Olive oil is an ancient food that has been used by people for thousands of years. It is the only oil that is extracted from a fruit rather than a seed, nut, or grain.
Olive oil is mostly produced in North Africa , Europe and USA, Olive oil varies in color and flavoring depending on the ripeness of the olives, climate, type of soil and producers preferences.
Color, which can vary from dark green to almost clear, depends on the refining process and is not a good indicator of flavor.
A good quality olive oil will be thicker than refined products, but not too thick.
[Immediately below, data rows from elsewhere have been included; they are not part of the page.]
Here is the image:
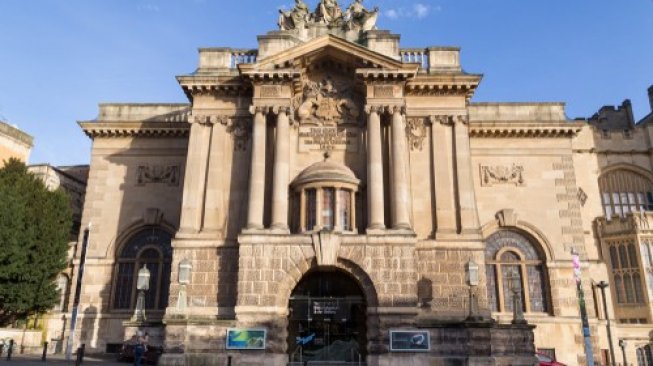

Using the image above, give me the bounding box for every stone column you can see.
[247,107,267,230]
[454,116,480,234]
[367,106,385,230]
[179,116,212,233]
[272,108,290,231]
[392,107,410,230]
[430,115,458,235]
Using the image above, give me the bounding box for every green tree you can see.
[0,159,72,326]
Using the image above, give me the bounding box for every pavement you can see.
[0,355,126,366]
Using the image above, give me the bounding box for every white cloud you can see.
[385,9,399,19]
[413,3,431,19]
[383,3,442,20]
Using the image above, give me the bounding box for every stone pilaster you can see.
[366,106,385,230]
[247,107,267,230]
[272,108,290,232]
[454,116,480,237]
[392,107,411,230]
[430,115,457,237]
[179,116,213,233]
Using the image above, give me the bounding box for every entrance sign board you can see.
[227,328,267,350]
[390,330,431,352]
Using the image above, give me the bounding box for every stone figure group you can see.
[279,0,379,31]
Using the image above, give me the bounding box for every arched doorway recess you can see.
[288,269,367,362]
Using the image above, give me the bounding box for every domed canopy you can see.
[292,159,360,187]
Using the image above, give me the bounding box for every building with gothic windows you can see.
[67,0,653,366]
Olive oil contains no carbohydrates or protein. All of it’s calories come from fat, mostly monounsaturated,
making it an extremely heart healthy addition to your diet.
One tablespoon of olive oil contains about 124 calories and 14 grams of fat, making it a high calorie food product.
The good news is that the fat is healthy, mostly monounsaturated, around 6.7 grams and polyunsaturated, 4.6 grams.
Extra virgin olive oil is fairly nutritious. It contains modest amounts of Vitamins E and K and plenty of beneficial fatty acids. But where extra virgin olive oil really shines is in its content of antioxidants. These substances are biologically active and some of them can help fight serious diseases.
Some of the main antioxidants are the anti-inflammatory oleocanthal, as well as oleuropein, a substance that protects LDL cholesterol from oxidation.